私たちが普段口にしている料理は、調味料の配合、熱の加え方などの化学反応によって大いに味が変化しています。さらに、味覚は舌だけでなく、におい、料理の見た目などの身体のさまざまな機能が複雑に絡み合って感じられるものです。おいしさをつくる/感じるという行為は、個人の経験と工夫の積み重ねの暗黙知として伝承されてきました。一方で、これらを理論立てて体系化することを試みる調理科学の発達や、テクノロジーを用いておいしさを客観的に定義づけようとする動きもみられます。
まず、参加者は「ワンプッシュスープ」というワークで、調味料を調合してサンプルスープの味を再現します。

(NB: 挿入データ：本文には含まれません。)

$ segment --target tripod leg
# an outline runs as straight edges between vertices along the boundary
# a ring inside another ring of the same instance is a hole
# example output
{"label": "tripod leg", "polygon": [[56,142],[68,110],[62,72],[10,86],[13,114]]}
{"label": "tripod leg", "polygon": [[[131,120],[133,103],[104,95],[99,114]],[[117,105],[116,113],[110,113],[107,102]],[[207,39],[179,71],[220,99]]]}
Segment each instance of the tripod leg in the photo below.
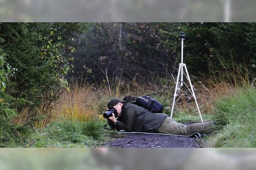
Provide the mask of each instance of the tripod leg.
{"label": "tripod leg", "polygon": [[178,82],[180,79],[180,70],[181,69],[181,65],[179,64],[179,70],[178,71],[178,75],[177,76],[177,80],[176,80],[176,85],[175,86],[175,90],[174,91],[174,94],[173,95],[173,101],[172,101],[172,111],[171,112],[171,118],[172,118],[172,113],[173,113],[173,109],[174,107],[174,103],[175,102],[175,98],[177,96],[177,90],[178,87]]}
{"label": "tripod leg", "polygon": [[189,78],[189,75],[188,75],[188,72],[187,67],[186,66],[186,65],[185,65],[184,66],[185,66],[185,69],[186,70],[186,72],[187,74],[187,76],[188,76],[188,82],[189,82],[189,84],[190,85],[190,87],[191,88],[191,91],[192,91],[193,97],[194,97],[194,98],[195,99],[195,101],[196,102],[196,107],[197,107],[197,109],[198,111],[198,112],[199,112],[199,115],[200,115],[201,120],[202,121],[202,123],[204,123],[204,121],[203,121],[203,118],[202,117],[202,115],[201,115],[201,112],[200,112],[200,110],[199,109],[199,107],[198,107],[198,105],[197,104],[197,101],[196,101],[196,95],[195,94],[195,93],[194,92],[194,90],[193,90],[192,84],[191,83],[190,79]]}

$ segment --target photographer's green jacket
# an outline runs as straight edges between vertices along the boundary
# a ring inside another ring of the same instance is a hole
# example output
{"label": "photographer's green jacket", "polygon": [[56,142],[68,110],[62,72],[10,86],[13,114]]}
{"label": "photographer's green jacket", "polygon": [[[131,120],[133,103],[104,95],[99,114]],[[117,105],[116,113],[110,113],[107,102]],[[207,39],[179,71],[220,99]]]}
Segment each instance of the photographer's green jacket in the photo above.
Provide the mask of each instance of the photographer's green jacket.
{"label": "photographer's green jacket", "polygon": [[128,96],[124,99],[121,116],[116,123],[108,120],[112,129],[126,132],[157,133],[159,126],[168,116],[164,113],[155,113],[134,104],[136,98]]}

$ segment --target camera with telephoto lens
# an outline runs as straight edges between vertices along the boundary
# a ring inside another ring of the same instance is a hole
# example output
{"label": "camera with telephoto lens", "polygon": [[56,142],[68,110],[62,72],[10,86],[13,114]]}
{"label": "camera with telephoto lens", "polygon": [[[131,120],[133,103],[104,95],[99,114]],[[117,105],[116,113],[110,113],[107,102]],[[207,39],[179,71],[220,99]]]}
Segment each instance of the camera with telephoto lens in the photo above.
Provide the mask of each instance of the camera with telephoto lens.
{"label": "camera with telephoto lens", "polygon": [[108,110],[103,113],[103,116],[106,119],[108,119],[109,117],[112,116],[112,113],[114,113],[115,117],[117,117],[117,111],[116,109],[112,109]]}

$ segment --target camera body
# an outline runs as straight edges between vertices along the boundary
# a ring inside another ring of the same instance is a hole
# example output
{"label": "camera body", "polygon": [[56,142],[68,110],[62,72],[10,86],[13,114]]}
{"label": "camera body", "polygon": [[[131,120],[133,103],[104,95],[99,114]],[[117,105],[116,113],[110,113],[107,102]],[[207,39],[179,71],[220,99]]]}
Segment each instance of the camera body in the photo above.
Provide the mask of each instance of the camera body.
{"label": "camera body", "polygon": [[117,111],[116,109],[112,109],[108,110],[103,113],[103,116],[106,119],[108,119],[112,116],[112,113],[114,113],[115,117],[117,117]]}

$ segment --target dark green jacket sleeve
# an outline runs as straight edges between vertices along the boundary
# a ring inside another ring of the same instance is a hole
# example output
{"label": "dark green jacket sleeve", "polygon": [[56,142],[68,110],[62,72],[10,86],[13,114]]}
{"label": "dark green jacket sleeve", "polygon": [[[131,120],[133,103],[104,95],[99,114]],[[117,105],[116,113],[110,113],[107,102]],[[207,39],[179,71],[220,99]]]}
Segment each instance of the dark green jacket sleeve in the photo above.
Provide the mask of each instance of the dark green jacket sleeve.
{"label": "dark green jacket sleeve", "polygon": [[[117,118],[116,120],[120,121],[120,119],[118,117]],[[111,120],[108,119],[108,125],[109,125],[109,126],[110,126],[111,129],[112,129],[116,130],[117,131],[119,131],[121,130],[117,128],[116,125],[115,124],[115,123],[113,122],[112,122],[112,121],[111,121]]]}
{"label": "dark green jacket sleeve", "polygon": [[117,121],[116,127],[120,129],[123,130],[126,132],[132,132],[135,124],[134,109],[132,107],[124,108],[122,113],[122,121]]}

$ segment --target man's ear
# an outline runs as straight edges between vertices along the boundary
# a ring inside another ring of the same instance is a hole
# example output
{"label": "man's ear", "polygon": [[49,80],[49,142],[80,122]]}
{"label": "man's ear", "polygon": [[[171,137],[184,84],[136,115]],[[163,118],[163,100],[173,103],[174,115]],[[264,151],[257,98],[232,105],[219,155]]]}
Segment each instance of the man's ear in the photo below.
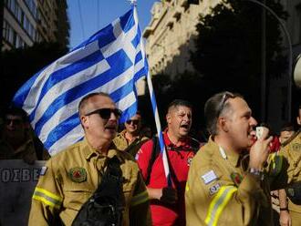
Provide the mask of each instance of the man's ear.
{"label": "man's ear", "polygon": [[80,116],[80,122],[83,128],[88,127],[88,117],[87,116]]}
{"label": "man's ear", "polygon": [[229,131],[229,127],[228,127],[228,124],[227,124],[227,120],[225,118],[223,117],[219,117],[217,118],[217,128],[220,129],[220,130],[223,130],[224,132],[228,132]]}
{"label": "man's ear", "polygon": [[166,114],[166,121],[167,121],[167,124],[170,124],[170,123],[171,123],[171,114],[170,114],[170,113],[167,113],[167,114]]}

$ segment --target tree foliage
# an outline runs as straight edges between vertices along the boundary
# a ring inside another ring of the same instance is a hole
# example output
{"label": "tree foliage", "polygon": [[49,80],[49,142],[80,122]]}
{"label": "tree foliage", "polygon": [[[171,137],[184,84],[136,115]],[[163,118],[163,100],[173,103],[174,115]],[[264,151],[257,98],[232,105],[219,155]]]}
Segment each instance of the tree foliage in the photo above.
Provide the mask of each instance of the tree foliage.
{"label": "tree foliage", "polygon": [[[287,14],[279,1],[266,0],[265,4],[280,18],[286,19]],[[162,125],[168,104],[174,98],[184,98],[193,105],[192,130],[204,130],[204,103],[212,95],[223,90],[243,94],[255,117],[259,117],[262,9],[248,1],[223,0],[212,8],[211,14],[200,15],[196,51],[191,53],[196,73],[186,72],[172,79],[170,75],[153,77]],[[280,77],[286,69],[281,34],[279,22],[266,13],[267,80]],[[151,123],[152,113],[149,110],[148,114],[146,118]]]}
{"label": "tree foliage", "polygon": [[[276,0],[265,4],[278,17],[287,14]],[[212,13],[200,15],[196,51],[191,60],[203,76],[210,92],[242,93],[255,112],[260,112],[263,7],[249,2],[223,0]],[[266,11],[266,80],[286,69],[279,22]]]}

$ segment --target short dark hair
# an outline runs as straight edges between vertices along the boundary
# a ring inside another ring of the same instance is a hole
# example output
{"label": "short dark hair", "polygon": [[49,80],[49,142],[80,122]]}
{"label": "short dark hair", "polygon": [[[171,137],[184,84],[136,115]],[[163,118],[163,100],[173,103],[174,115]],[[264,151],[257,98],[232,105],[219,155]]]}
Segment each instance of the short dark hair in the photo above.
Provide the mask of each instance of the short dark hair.
{"label": "short dark hair", "polygon": [[18,116],[22,118],[23,122],[28,122],[28,115],[21,108],[17,108],[16,106],[9,107],[4,111],[3,114],[4,119],[5,119],[6,116],[8,115]]}
{"label": "short dark hair", "polygon": [[81,113],[81,110],[84,108],[84,107],[88,103],[88,100],[94,96],[102,96],[102,97],[108,97],[110,98],[109,95],[107,93],[104,93],[104,92],[89,93],[89,94],[86,95],[84,98],[82,98],[82,99],[79,101],[79,104],[78,104],[78,114],[79,115]]}
{"label": "short dark hair", "polygon": [[204,117],[207,130],[212,136],[214,137],[218,134],[216,127],[218,118],[225,112],[229,112],[229,110],[231,110],[230,103],[228,103],[227,100],[229,98],[244,98],[243,96],[238,93],[223,91],[213,95],[206,101],[204,107]]}
{"label": "short dark hair", "polygon": [[285,122],[280,128],[280,132],[283,131],[295,131],[294,124],[292,122]]}
{"label": "short dark hair", "polygon": [[171,108],[177,108],[179,106],[184,106],[191,109],[192,108],[192,105],[189,101],[184,99],[174,99],[169,104],[167,112],[170,112]]}

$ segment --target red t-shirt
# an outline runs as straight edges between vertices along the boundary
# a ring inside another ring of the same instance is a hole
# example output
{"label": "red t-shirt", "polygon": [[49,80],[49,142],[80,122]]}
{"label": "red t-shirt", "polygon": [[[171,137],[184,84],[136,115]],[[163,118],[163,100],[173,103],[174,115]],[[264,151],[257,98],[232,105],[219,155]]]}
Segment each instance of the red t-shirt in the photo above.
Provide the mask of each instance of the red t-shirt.
{"label": "red t-shirt", "polygon": [[[150,200],[150,211],[153,225],[185,225],[185,185],[188,176],[190,162],[194,156],[192,149],[192,140],[187,138],[177,150],[174,150],[175,145],[171,143],[165,132],[163,134],[168,159],[170,162],[170,171],[171,175],[172,187],[178,190],[178,201],[176,204],[166,204],[160,200]],[[142,145],[137,155],[137,161],[140,168],[144,180],[147,179],[148,166],[150,160],[152,151],[152,139]],[[152,165],[150,171],[149,188],[161,189],[167,187],[167,180],[164,173],[164,167],[161,153]]]}

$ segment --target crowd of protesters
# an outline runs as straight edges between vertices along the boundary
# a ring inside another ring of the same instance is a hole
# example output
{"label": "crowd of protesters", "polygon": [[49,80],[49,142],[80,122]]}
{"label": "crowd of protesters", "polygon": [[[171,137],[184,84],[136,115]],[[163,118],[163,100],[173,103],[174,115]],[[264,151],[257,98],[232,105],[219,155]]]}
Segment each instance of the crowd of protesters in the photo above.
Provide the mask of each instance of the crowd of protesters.
{"label": "crowd of protesters", "polygon": [[[208,137],[199,141],[190,137],[192,108],[182,99],[169,105],[166,158],[161,136],[142,127],[141,112],[119,129],[121,112],[105,93],[79,103],[84,140],[51,158],[26,113],[7,108],[0,118],[0,159],[47,160],[29,224],[84,222],[79,213],[97,192],[105,193],[102,180],[108,180],[108,190],[123,197],[116,204],[122,207],[117,225],[301,225],[301,106],[296,122],[285,122],[273,137],[264,125],[258,137],[259,124],[244,98],[215,94],[204,106]],[[110,164],[119,170],[121,185],[111,186]]]}

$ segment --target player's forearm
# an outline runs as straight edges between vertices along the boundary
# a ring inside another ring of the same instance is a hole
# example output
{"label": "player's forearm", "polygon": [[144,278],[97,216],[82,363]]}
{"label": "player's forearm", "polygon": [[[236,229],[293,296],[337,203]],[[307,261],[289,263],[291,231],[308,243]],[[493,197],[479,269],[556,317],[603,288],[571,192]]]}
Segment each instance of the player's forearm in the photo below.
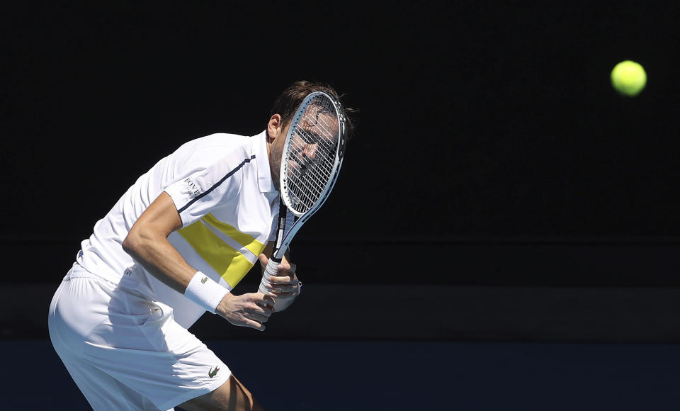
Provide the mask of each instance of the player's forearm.
{"label": "player's forearm", "polygon": [[196,273],[162,235],[132,230],[123,248],[152,275],[180,293]]}

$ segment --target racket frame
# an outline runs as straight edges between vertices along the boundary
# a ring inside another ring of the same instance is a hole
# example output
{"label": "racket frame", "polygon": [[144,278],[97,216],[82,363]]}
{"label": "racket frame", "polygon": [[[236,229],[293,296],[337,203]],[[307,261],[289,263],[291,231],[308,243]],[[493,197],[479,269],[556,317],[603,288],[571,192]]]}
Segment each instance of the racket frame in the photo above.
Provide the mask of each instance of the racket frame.
{"label": "racket frame", "polygon": [[[328,98],[333,103],[333,107],[335,110],[335,113],[337,116],[339,123],[339,135],[337,143],[338,150],[336,150],[335,162],[334,162],[333,168],[331,170],[331,176],[329,179],[329,182],[326,184],[326,187],[324,188],[323,192],[309,210],[304,213],[299,213],[295,211],[290,206],[290,198],[288,196],[288,189],[286,188],[285,164],[286,162],[288,161],[288,146],[290,145],[290,140],[293,138],[293,135],[295,130],[298,123],[300,123],[300,120],[302,120],[302,115],[305,113],[307,107],[312,103],[315,97],[317,97],[319,95]],[[307,220],[309,220],[310,217],[313,215],[314,213],[318,211],[321,206],[323,206],[324,203],[325,203],[326,200],[328,198],[331,191],[333,190],[333,187],[335,186],[335,183],[338,179],[338,174],[340,171],[340,167],[342,166],[343,158],[344,157],[345,145],[346,144],[347,139],[346,130],[346,118],[344,115],[344,111],[342,109],[341,104],[334,96],[324,91],[314,91],[307,95],[305,99],[302,100],[302,102],[300,104],[300,107],[298,108],[298,111],[293,116],[293,119],[291,120],[290,125],[288,128],[288,132],[285,136],[285,141],[283,143],[283,153],[285,153],[285,156],[281,158],[280,171],[279,174],[280,201],[279,203],[278,208],[278,228],[276,232],[276,240],[275,242],[274,250],[272,253],[272,257],[270,259],[270,260],[273,260],[273,262],[278,264],[281,261],[281,259],[283,258],[283,255],[288,250],[293,237],[295,237],[295,234],[297,234],[298,231],[302,226],[302,225],[304,225]],[[287,232],[284,232],[285,228],[285,215],[287,210],[290,210],[291,214],[295,217],[295,220],[293,223],[293,226],[290,227],[290,229]]]}

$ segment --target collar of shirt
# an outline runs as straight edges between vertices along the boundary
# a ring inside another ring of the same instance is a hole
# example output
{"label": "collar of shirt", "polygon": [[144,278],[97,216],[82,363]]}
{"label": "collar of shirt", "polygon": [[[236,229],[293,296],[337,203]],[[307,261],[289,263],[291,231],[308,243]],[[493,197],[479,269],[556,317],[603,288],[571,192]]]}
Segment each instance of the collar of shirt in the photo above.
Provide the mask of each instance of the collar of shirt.
{"label": "collar of shirt", "polygon": [[257,164],[257,184],[260,187],[260,192],[266,193],[268,198],[273,198],[278,195],[278,191],[274,186],[274,181],[271,179],[269,154],[267,152],[266,133],[267,131],[264,130],[253,136],[253,148],[251,154],[254,154],[256,159],[255,161]]}

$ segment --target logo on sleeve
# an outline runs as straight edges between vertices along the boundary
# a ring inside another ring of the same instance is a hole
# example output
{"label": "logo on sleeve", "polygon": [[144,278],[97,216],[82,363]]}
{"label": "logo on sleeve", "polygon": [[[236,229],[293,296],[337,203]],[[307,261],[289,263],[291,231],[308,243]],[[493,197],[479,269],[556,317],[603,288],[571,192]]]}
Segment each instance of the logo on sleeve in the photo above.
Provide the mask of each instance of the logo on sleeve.
{"label": "logo on sleeve", "polygon": [[217,371],[220,371],[220,367],[215,366],[215,371],[212,371],[212,367],[210,367],[210,371],[208,372],[208,376],[211,378],[214,378],[215,376],[217,375]]}
{"label": "logo on sleeve", "polygon": [[200,194],[200,188],[198,188],[198,184],[191,179],[191,177],[184,179],[184,182],[186,183],[186,189],[191,196],[198,196]]}

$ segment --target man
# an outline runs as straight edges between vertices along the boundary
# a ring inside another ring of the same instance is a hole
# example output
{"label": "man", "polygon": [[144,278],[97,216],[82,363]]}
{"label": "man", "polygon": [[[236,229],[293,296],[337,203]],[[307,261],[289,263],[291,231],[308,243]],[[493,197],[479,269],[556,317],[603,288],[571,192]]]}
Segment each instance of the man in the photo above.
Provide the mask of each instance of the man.
{"label": "man", "polygon": [[[95,410],[260,410],[227,365],[187,329],[205,311],[264,330],[299,294],[284,259],[267,293],[230,293],[266,265],[278,171],[300,81],[276,99],[265,131],[190,141],[141,176],[82,242],[50,308],[50,335]],[[290,220],[290,219],[289,219]]]}

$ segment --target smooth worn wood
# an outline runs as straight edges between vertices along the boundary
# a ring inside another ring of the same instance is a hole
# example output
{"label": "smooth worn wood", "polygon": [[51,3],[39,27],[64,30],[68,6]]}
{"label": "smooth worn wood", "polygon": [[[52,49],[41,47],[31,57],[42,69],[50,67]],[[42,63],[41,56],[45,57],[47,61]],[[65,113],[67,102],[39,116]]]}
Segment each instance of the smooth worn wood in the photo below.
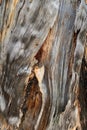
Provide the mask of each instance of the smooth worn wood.
{"label": "smooth worn wood", "polygon": [[86,0],[0,0],[0,130],[86,130],[86,77]]}

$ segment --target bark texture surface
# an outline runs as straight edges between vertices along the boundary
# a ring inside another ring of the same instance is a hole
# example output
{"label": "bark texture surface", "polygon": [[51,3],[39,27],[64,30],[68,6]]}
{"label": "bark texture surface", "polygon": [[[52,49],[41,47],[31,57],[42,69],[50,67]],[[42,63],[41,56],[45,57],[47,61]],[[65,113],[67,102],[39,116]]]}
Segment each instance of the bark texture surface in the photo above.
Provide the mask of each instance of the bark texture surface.
{"label": "bark texture surface", "polygon": [[87,129],[87,0],[0,0],[0,130]]}

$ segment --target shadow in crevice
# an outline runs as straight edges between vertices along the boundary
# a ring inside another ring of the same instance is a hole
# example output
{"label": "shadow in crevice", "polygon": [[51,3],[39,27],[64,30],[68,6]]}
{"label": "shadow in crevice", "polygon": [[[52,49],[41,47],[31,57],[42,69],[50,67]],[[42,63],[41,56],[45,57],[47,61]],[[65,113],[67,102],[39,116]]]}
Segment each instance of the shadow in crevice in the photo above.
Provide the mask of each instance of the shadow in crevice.
{"label": "shadow in crevice", "polygon": [[81,105],[81,126],[82,130],[87,129],[87,63],[85,58],[82,60],[81,72],[80,72],[80,94],[79,100]]}

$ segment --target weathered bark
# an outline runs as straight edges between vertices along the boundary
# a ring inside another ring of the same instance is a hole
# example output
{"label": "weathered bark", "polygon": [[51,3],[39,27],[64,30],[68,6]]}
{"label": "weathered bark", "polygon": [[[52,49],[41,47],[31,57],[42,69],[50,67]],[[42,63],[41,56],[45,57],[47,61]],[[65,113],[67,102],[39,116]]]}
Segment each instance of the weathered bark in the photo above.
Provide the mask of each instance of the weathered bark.
{"label": "weathered bark", "polygon": [[0,0],[0,129],[87,129],[87,1]]}

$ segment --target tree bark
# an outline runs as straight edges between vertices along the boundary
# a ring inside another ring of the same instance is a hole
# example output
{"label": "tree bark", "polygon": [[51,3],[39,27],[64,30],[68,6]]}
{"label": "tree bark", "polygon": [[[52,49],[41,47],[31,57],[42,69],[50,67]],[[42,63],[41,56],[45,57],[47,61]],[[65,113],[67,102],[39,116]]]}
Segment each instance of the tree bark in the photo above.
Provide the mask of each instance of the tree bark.
{"label": "tree bark", "polygon": [[0,129],[87,129],[87,0],[0,0]]}

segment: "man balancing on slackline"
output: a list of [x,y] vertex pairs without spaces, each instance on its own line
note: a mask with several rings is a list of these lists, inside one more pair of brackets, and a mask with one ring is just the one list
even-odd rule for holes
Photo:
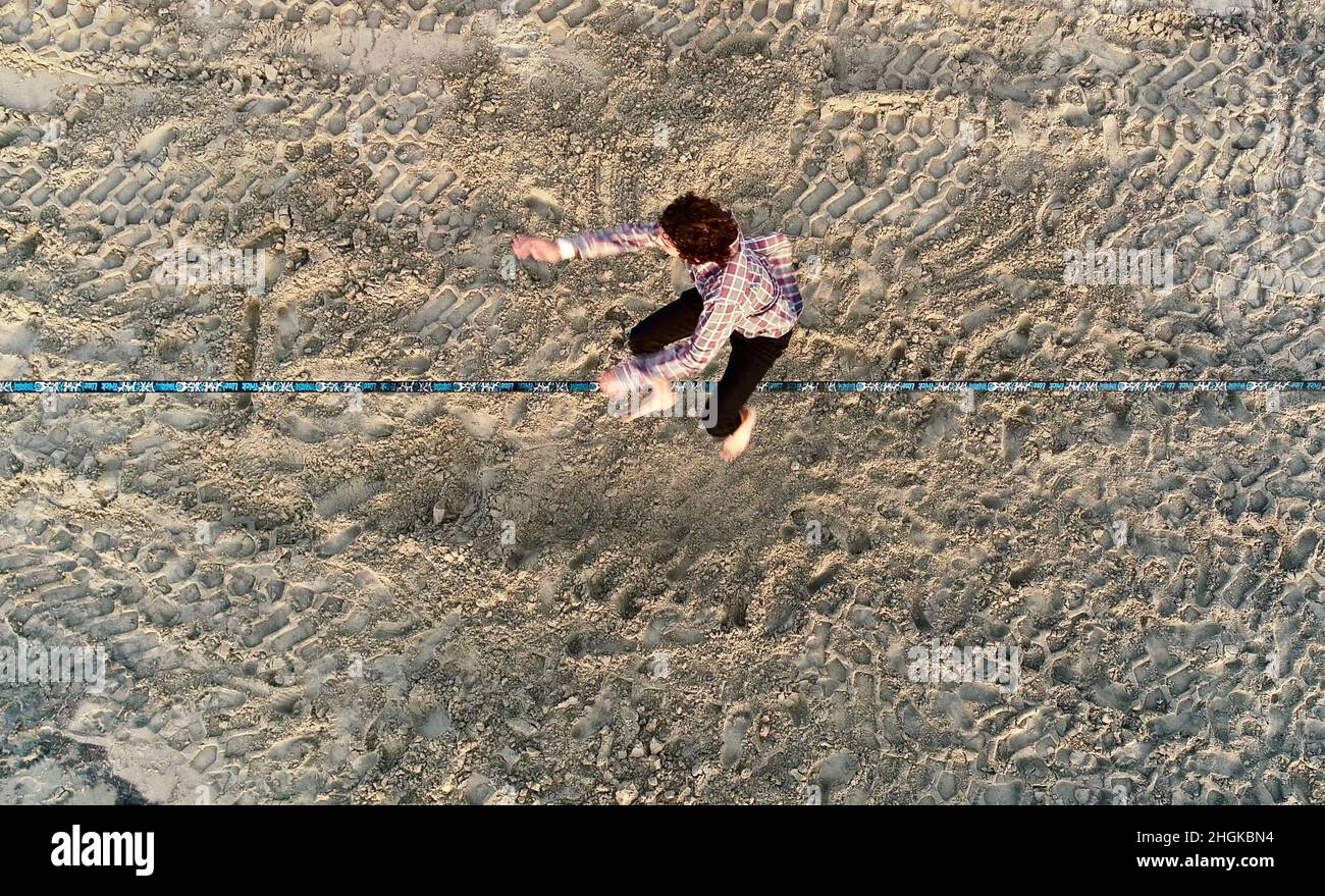
[[730,339],[731,359],[705,418],[709,433],[722,439],[723,460],[735,460],[750,444],[755,424],[746,399],[787,350],[800,317],[786,236],[745,236],[731,212],[686,194],[655,224],[619,224],[559,240],[521,235],[511,244],[517,257],[547,262],[651,248],[685,260],[694,288],[635,325],[633,358],[603,374],[599,386],[610,399],[652,390],[632,416],[664,410],[676,400],[672,380],[698,374]]

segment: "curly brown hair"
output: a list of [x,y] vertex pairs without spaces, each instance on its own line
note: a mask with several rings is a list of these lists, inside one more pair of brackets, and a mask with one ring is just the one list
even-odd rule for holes
[[737,221],[712,199],[685,194],[662,209],[659,225],[690,264],[712,261],[721,265],[731,257]]

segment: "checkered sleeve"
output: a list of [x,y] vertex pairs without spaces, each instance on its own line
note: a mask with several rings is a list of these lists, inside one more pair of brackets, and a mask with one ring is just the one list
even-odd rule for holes
[[655,224],[617,224],[567,237],[578,258],[606,258],[623,252],[661,249],[662,228]]
[[723,273],[713,298],[704,304],[694,335],[661,351],[623,361],[616,366],[617,375],[631,390],[639,391],[648,376],[670,382],[698,374],[731,337],[739,318],[743,290],[745,281],[739,269]]
[[768,261],[768,273],[787,300],[787,306],[792,319],[800,317],[804,300],[800,297],[800,286],[796,285],[796,272],[791,264],[791,240],[782,233],[761,236],[751,244]]

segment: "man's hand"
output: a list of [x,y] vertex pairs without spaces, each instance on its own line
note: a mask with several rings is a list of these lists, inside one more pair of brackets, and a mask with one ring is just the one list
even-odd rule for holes
[[562,251],[556,248],[555,241],[529,233],[521,233],[511,240],[510,251],[515,253],[517,258],[533,258],[534,261],[549,262],[562,260]]

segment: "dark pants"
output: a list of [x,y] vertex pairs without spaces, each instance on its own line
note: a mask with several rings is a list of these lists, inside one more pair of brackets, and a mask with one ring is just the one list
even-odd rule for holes
[[[661,351],[673,342],[694,335],[704,311],[700,290],[688,289],[672,304],[664,305],[631,329],[631,351],[648,355]],[[725,439],[741,425],[741,408],[754,394],[763,375],[768,372],[791,342],[791,333],[772,337],[743,337],[731,334],[731,359],[718,380],[717,392],[706,412],[710,436]]]

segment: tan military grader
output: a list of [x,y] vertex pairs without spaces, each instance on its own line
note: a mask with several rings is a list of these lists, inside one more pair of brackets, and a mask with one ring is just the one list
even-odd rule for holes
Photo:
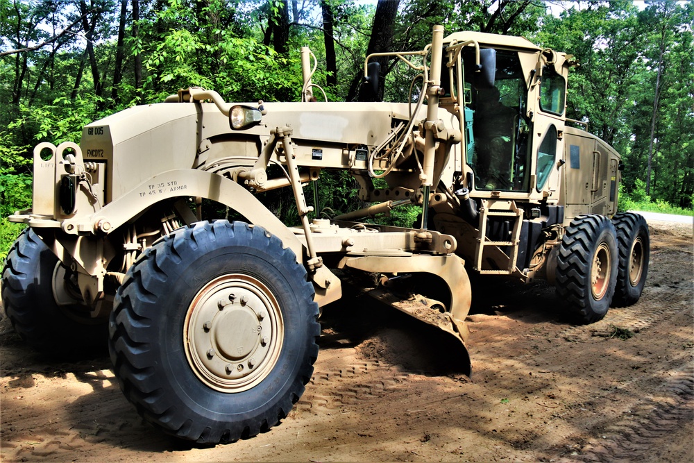
[[[10,218],[28,228],[3,271],[16,330],[57,351],[88,348],[108,324],[138,412],[218,443],[269,429],[298,400],[339,275],[368,273],[384,292],[434,278],[437,294],[384,300],[463,342],[468,271],[554,283],[557,310],[579,323],[636,302],[648,229],[617,213],[619,155],[567,126],[570,56],[440,26],[432,37],[391,53],[416,74],[410,103],[312,101],[306,49],[304,101],[234,104],[192,87],[89,124],[79,146],[36,146],[33,206]],[[348,170],[371,205],[313,219],[303,188],[325,169]],[[301,226],[256,194],[278,188]],[[244,221],[201,221],[203,199]],[[362,220],[406,204],[421,208],[412,228]]]

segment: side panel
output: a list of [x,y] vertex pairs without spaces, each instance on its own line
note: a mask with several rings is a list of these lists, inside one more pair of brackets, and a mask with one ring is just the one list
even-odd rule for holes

次に、私たちの身体が味覚を感じるしくみや、近年の調理の潮流について講義形式で学びます。最後に、加熱の温度や時間を変化させながら身近な素材を調理します。仮説、実践、検証、考察といった科学的な態度を以って、調理する・食べるという活動を捉え直すことで、参加者は新たな調理の地平を開拓し、おいしさの観念をアップデートしていきます。
ワークショップ概要
所要時間:120分
参加人数:10名
対象年齢:小学校1年生〜一般
ワークショップの流れ
- このワークショップの説明
- ワンプッシュスープ
- 味覚とはなにか(レクチャー)
- 食材選び
- 調理
- データベースをつくる
- 自分のレシピをつくる
トピック
ワンプッシュスープ
講師が用意したサンプルスープを飲んで再現します。経験や感覚に頼りながら、だし汁、ラー油、豆乳、しょうゆ、ナンプラー、酢などの調味料を組み合わせます。私たちは「甘味、酸味、塩味、苦味、うま味」といった舌で感じる味覚だけではなく、見た目や香り、体調によっても、料理の味わいが左右されていることに気づきます。スープの調理と味見を通して、味わうことに対する意識を研ぎ澄ませていくほか、自身の身体を観察する態度や、調理に科学的手法(仮説、検証、考察)を取り入れる心構えを形成します。
調理
1cm四方のキューブ状に切りそろえられた野菜・果物などの食材から、好きなものを3つ選びます。まず、食材を生で味わい、食感や味についてレポートを記入します。次に、選んだ食材に対して「焼く」「蒸す」「揚げる」いずれかの調理方法とそれぞれの調理時間を選択し、調理後の風味や見た目について仮説を立てます。調理後の試食では、仮説が妥当であったか否かを検証し、食感や味にについてレポートを記します。これを参加者全員で、異なる食材で行うことによって食材のデータベースが完成します。さらに、データベースを元に、おいしいと感じる食材の食べ合わせを発見し自分のレシピとして作成し、発表します。
おいしさをつくる/感じる方法の多様化
調理をサイエンスの観点から捉えようとする例として、1980年代のフランスに端を発した「分子ガストロノミー」が挙げられます。分子ガストロノミーは、食材の構成要素(分子)に焦点を当てて調理をすることで、食材の舌触りや味わい、見た目を変化させます。それらの変化がおいしさを含む食事体験に与える影響を追求しています。また、メディア・テクノロジーの発達により、おいしい「食べ合わせ」を可視化した膨大なデータベースをインターネット上で共有する活動や、食材のおいしさを数値化し評価することのできる味覚センサーの開発も進んでいます。このように食にまつわる体験が、客観的に記述され共有されることを通じて、これまで調理に参加しなかった層が調理に関心を持つことで、さらなる調理法の発展も想定されています。